Rosetta Stone preaches total immersion: using photos and native speakers, the course doesn't contain a word of English, and uses complete sentences almost exclusively. I'm not sure if it would be as effective without my previous education, or whether I would be completely overwhelmed (after chatting with some of the other learners, I think the latter is more likely.) Still, it's a great mix of speaking, reading, writing and listening, with vocabulary and grammar drills mixed in for good measure (some in the form of optional games, which can be played alone or with other online students.)

At the end of each unit (there are four within each level, and five levels altogether) students schedule a session with a language coach. Up to three other students also attend, speaking only in the target language, and everyone has fun practicing their new skills. There is great variation among the coaches; I've had some terrific ones and some who ask the same questions over and over again. Likewise, among the students, there are some who, like me, have studied the language before, and some who are struggling for basic proficiency. The most fun sessions have been when the teacher is relaxed and the students curious; s/he will allow us to simply converse, teaching new vocabulary and phrases in conjunction with the guided practice set forth by the program. And even when connection problems prevent actual instruction, the experience is enjoyable: once the instructor was cut off halfway through, but we all stayed online and dutifully asked questions in French until the session ended.

Anyway, for homeschoolers or lifelong learners, I think it would be hard to beat this course for the price.

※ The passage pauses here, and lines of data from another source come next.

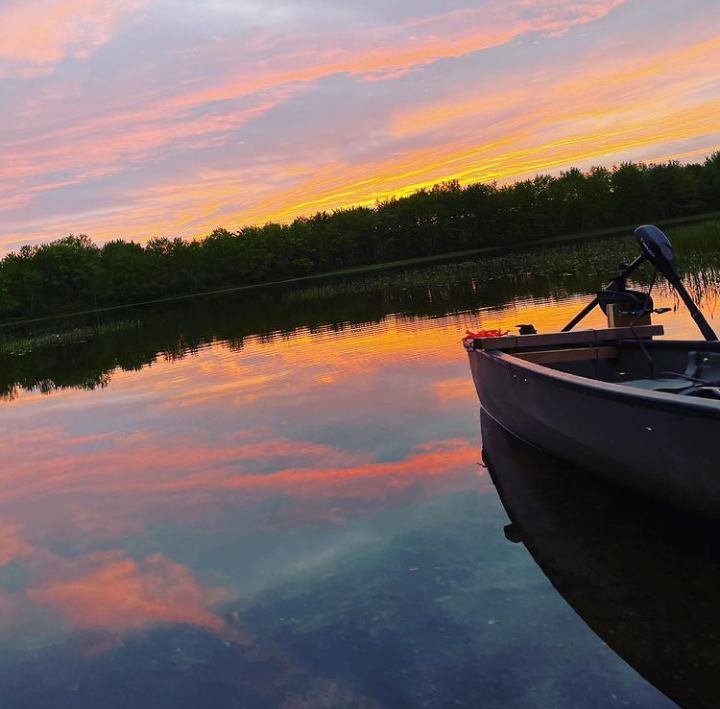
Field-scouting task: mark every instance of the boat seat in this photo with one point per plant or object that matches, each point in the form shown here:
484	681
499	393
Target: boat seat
670	385
701	367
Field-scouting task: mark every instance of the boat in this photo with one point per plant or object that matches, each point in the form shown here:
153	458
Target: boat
642	575
640	411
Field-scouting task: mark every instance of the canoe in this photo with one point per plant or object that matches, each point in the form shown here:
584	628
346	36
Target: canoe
642	575
639	411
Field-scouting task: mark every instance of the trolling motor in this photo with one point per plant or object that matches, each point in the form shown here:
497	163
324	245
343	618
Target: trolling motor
656	248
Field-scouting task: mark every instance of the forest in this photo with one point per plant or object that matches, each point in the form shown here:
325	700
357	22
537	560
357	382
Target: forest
73	273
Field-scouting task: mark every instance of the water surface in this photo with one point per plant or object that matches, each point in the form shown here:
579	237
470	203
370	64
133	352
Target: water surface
278	500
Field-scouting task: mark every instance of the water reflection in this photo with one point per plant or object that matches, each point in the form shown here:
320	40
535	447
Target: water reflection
92	350
270	506
643	576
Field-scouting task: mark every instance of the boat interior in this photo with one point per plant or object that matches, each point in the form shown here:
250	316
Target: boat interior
621	355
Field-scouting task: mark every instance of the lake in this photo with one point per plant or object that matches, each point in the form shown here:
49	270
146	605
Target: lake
278	499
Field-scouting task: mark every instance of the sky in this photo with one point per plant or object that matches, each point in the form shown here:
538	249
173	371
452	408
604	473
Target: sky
137	119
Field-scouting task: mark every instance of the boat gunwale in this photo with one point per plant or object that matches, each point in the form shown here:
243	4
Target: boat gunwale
657	400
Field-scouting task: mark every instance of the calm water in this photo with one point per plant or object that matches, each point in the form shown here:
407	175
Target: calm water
279	501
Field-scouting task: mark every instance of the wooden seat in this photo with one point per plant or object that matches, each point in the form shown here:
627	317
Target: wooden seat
574	337
575	354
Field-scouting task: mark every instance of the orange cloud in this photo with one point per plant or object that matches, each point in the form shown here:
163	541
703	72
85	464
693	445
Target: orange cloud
123	594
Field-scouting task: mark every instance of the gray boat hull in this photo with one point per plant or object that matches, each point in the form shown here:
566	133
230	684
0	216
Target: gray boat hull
661	444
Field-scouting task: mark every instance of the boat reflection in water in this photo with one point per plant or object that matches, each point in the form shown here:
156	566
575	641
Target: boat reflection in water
643	576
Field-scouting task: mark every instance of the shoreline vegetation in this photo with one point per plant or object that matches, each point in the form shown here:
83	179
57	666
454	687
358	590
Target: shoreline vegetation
445	223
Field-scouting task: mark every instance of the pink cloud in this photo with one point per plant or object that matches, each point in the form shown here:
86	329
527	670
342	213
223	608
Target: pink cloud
117	594
39	34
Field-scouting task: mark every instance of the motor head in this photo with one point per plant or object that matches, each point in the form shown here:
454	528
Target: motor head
656	247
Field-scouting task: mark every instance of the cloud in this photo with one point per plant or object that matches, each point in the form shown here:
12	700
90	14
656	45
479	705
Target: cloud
116	594
34	36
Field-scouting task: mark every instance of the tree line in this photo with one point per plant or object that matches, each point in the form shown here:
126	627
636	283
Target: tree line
73	273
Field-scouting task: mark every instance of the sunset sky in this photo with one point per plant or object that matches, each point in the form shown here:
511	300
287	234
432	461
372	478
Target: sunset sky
145	118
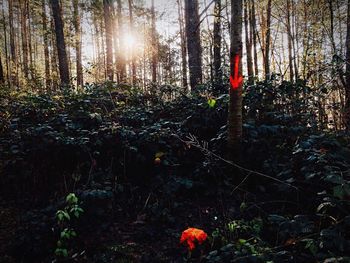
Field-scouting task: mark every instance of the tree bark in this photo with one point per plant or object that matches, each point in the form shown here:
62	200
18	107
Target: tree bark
268	40
77	27
46	46
2	78
194	48
121	67
60	42
235	103
290	52
217	45
133	62
24	35
248	45
347	74
253	28
183	45
154	45
107	14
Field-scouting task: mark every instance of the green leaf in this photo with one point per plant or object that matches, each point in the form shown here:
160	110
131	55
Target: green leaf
211	103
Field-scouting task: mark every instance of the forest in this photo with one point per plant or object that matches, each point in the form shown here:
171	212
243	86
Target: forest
175	131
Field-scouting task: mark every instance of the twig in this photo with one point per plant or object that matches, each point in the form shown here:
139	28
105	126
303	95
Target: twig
194	142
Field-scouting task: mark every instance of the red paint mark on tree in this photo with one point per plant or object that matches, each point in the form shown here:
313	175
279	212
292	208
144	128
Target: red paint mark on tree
236	80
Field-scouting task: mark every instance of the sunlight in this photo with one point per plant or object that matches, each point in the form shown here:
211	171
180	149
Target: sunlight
129	40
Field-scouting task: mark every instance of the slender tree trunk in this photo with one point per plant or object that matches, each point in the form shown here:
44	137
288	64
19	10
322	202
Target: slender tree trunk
107	7
235	104
46	46
6	48
194	48
268	41
14	61
77	27
133	62
154	45
248	45
253	28
2	78
24	36
290	48
60	42
183	45
217	45
121	58
347	74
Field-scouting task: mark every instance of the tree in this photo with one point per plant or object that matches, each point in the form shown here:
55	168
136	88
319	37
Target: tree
107	14
194	48
248	45
217	44
268	40
2	78
347	73
133	62
60	42
154	44
77	27
183	45
46	46
235	103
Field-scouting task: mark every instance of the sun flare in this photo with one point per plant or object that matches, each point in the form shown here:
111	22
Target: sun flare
129	40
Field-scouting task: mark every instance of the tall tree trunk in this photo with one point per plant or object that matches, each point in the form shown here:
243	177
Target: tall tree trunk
347	74
133	62
217	45
154	45
290	48
14	61
77	27
121	58
268	40
248	45
46	46
194	48
24	35
60	42
235	104
2	78
183	45
6	48
253	28
107	14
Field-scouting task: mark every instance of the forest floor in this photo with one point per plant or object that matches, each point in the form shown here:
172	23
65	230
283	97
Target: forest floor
144	169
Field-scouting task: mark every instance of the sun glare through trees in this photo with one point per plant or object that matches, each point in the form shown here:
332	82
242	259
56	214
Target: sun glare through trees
175	131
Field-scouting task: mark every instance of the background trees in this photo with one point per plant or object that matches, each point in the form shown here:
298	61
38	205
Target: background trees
139	43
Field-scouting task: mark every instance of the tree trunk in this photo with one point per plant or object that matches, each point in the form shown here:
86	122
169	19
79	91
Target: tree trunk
2	78
290	52
347	74
248	45
194	48
77	27
268	40
132	56
154	45
24	35
14	62
183	45
121	67
253	28
46	46
217	45
235	104
107	14
60	42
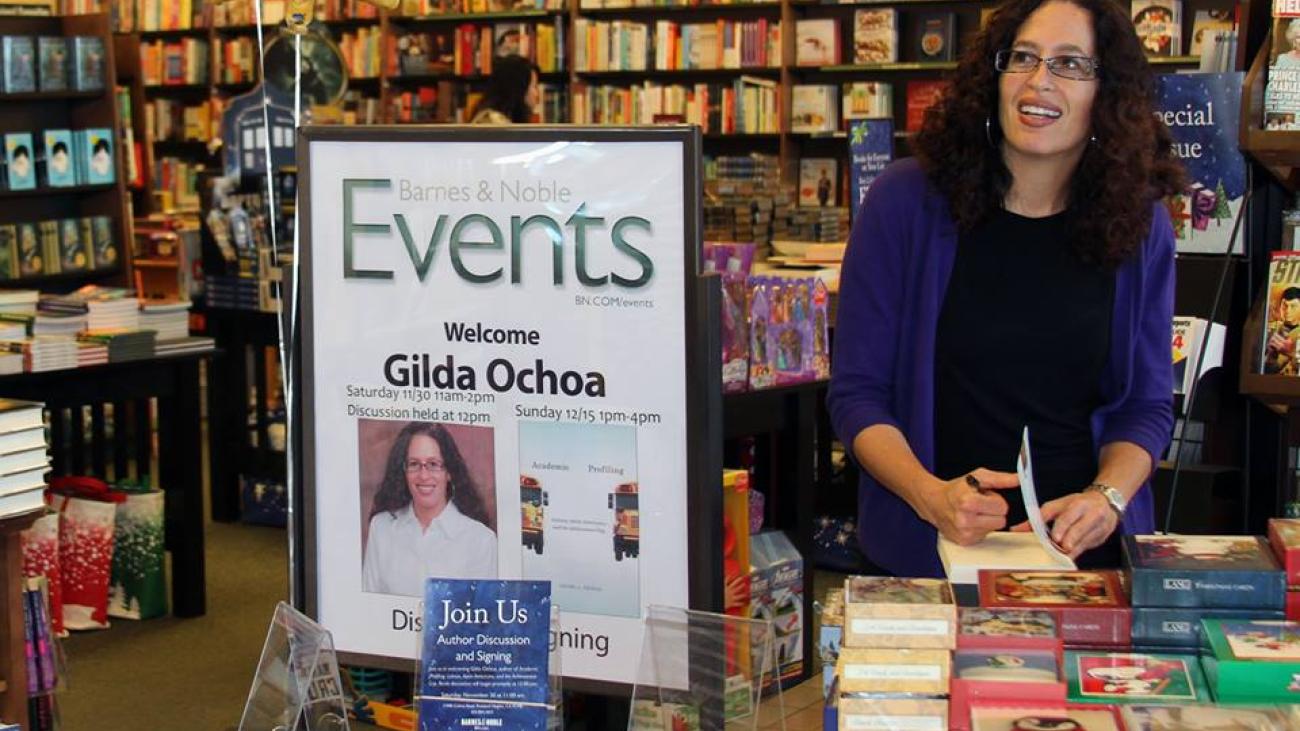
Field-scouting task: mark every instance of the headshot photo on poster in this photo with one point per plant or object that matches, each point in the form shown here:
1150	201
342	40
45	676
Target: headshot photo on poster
428	504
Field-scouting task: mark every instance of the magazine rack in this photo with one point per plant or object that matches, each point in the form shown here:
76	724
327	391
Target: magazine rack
703	670
297	687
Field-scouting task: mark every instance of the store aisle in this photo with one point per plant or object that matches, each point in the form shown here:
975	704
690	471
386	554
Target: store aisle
193	674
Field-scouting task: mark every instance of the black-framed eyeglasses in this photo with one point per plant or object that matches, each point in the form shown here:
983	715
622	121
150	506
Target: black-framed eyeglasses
1075	68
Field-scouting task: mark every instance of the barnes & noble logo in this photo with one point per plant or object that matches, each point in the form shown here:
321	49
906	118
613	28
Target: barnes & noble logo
481	234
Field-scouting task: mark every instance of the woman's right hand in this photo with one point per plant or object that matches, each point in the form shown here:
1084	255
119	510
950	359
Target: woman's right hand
965	509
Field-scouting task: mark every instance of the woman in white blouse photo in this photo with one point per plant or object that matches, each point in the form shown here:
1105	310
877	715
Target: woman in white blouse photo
428	517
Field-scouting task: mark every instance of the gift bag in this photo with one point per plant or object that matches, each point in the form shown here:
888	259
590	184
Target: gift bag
138	584
40	558
86	510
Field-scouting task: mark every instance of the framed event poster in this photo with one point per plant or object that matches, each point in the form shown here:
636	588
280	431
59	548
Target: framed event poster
501	354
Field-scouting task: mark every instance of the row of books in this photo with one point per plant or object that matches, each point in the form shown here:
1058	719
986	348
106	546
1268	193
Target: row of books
748	106
174	63
63	159
632	46
57	246
51	63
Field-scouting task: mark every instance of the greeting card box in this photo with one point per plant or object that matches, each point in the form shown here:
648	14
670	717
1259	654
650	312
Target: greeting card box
1090	605
858	712
60	171
1285	540
876	670
1181	628
1009	628
991	675
1252	661
1121	678
1041	717
1210	571
20	159
1178	717
882	611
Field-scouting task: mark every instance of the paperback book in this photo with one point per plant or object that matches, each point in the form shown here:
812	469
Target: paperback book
1204	571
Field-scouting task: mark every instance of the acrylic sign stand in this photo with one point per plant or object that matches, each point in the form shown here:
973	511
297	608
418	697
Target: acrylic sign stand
698	673
297	687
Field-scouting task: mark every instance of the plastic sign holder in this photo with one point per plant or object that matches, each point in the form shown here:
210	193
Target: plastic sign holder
703	670
297	686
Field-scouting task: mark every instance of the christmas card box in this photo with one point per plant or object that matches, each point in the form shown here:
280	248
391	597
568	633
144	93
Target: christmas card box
1121	678
20	160
989	675
1252	660
1285	540
1090	605
878	670
1041	717
858	710
1009	628
1210	571
1181	628
882	611
1190	717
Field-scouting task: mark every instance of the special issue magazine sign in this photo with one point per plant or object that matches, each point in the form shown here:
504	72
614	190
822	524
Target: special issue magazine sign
495	328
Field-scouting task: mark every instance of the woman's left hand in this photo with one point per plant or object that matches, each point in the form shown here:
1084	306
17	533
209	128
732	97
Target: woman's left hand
1079	522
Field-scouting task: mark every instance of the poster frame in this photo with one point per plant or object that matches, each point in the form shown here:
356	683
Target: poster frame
703	405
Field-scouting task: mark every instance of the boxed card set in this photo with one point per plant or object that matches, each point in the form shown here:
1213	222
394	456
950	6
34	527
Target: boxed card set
1122	678
1204	571
884	611
1090	606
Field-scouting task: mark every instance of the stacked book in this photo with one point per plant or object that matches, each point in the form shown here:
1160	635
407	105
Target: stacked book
897	653
24	457
122	345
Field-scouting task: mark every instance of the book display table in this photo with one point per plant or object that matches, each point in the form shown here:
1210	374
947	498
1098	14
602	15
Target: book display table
128	388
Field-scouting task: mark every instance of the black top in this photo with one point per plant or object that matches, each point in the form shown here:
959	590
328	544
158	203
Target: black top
1023	338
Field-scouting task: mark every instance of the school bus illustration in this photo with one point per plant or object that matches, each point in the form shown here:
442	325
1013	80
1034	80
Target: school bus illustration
627	520
532	502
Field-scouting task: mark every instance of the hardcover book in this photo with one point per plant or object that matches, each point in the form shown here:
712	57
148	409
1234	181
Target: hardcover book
817	181
1204	571
1252	661
878	670
1181	628
18	55
936	37
1178	717
60	171
1090	605
875	35
53	63
1121	678
883	611
1285	540
1022	717
1279	350
20	158
817	42
1158	25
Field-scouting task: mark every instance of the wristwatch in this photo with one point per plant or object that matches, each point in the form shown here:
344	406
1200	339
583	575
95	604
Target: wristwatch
1114	497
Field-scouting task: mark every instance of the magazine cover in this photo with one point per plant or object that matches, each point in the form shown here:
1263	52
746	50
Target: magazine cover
1281	346
1203	113
580	510
1116	678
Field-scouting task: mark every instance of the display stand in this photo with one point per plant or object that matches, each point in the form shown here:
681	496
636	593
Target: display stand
297	686
702	670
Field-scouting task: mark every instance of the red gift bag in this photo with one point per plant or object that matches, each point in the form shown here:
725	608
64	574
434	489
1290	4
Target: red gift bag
87	510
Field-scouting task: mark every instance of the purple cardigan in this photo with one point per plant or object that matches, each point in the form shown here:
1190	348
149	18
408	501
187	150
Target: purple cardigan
891	290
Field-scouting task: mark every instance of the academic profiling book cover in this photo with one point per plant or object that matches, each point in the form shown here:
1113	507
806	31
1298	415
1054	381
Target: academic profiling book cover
580	510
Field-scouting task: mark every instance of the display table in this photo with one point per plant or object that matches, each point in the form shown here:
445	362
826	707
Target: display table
172	380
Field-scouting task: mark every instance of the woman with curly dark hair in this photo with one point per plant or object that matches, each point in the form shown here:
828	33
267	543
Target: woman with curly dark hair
428	518
1017	272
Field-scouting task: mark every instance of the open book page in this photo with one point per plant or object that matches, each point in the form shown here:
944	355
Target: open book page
1025	471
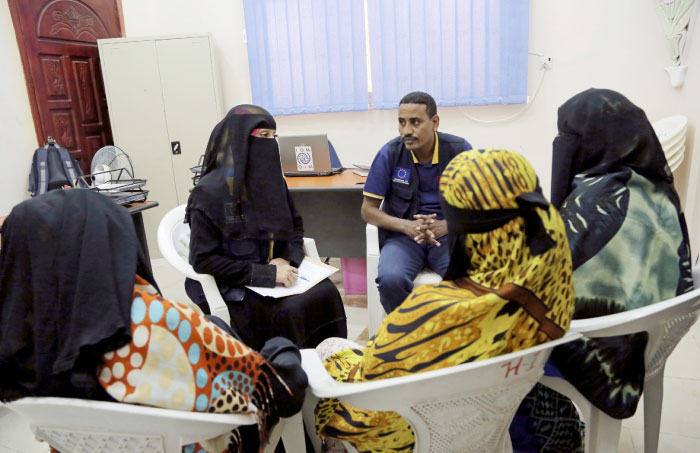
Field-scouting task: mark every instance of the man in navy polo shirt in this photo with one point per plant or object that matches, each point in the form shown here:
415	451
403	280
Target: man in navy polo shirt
405	176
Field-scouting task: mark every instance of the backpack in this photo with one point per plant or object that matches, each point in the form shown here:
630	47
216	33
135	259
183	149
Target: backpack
54	168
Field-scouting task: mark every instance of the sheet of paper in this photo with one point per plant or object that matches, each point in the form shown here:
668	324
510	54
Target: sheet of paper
361	166
311	271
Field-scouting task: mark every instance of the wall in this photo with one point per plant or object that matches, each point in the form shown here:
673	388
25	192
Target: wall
598	43
617	45
18	139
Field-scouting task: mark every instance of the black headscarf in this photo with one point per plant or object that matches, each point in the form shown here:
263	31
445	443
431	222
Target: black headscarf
242	189
601	131
67	268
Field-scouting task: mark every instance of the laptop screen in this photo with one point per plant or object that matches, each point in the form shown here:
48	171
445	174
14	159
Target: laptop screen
305	154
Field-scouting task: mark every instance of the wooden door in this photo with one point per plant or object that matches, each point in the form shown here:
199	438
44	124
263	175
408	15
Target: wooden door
58	45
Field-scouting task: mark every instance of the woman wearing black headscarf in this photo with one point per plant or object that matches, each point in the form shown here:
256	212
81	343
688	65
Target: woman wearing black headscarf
629	247
81	317
246	231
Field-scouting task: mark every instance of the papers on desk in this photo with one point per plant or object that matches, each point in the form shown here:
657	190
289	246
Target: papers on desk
311	272
361	170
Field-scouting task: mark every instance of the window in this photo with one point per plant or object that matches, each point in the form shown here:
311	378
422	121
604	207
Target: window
307	56
310	56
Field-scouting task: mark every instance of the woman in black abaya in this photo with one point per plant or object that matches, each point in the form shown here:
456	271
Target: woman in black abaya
246	231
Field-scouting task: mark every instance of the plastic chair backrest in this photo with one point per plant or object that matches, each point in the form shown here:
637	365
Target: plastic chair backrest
465	408
75	425
666	322
174	242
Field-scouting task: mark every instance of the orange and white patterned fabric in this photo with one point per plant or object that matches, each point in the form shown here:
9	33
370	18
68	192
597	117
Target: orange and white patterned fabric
177	359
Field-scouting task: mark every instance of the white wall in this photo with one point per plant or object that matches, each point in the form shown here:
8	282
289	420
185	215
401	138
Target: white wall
17	136
597	43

By coincidence, I have two other friends in the program at the same time: one who is learning for fun and another who is preparing for a monthlong family trip to Paris. Both have had fun, though Kelly (who is studying for the first time) says she sometimes has to repeat lessons to really learn them, and Julie is frustrated by the headset that seems to have constant technical difficulties. (Since I did the online course, mine didn't come with a headset; my iPod earbuds have worked pretty well.)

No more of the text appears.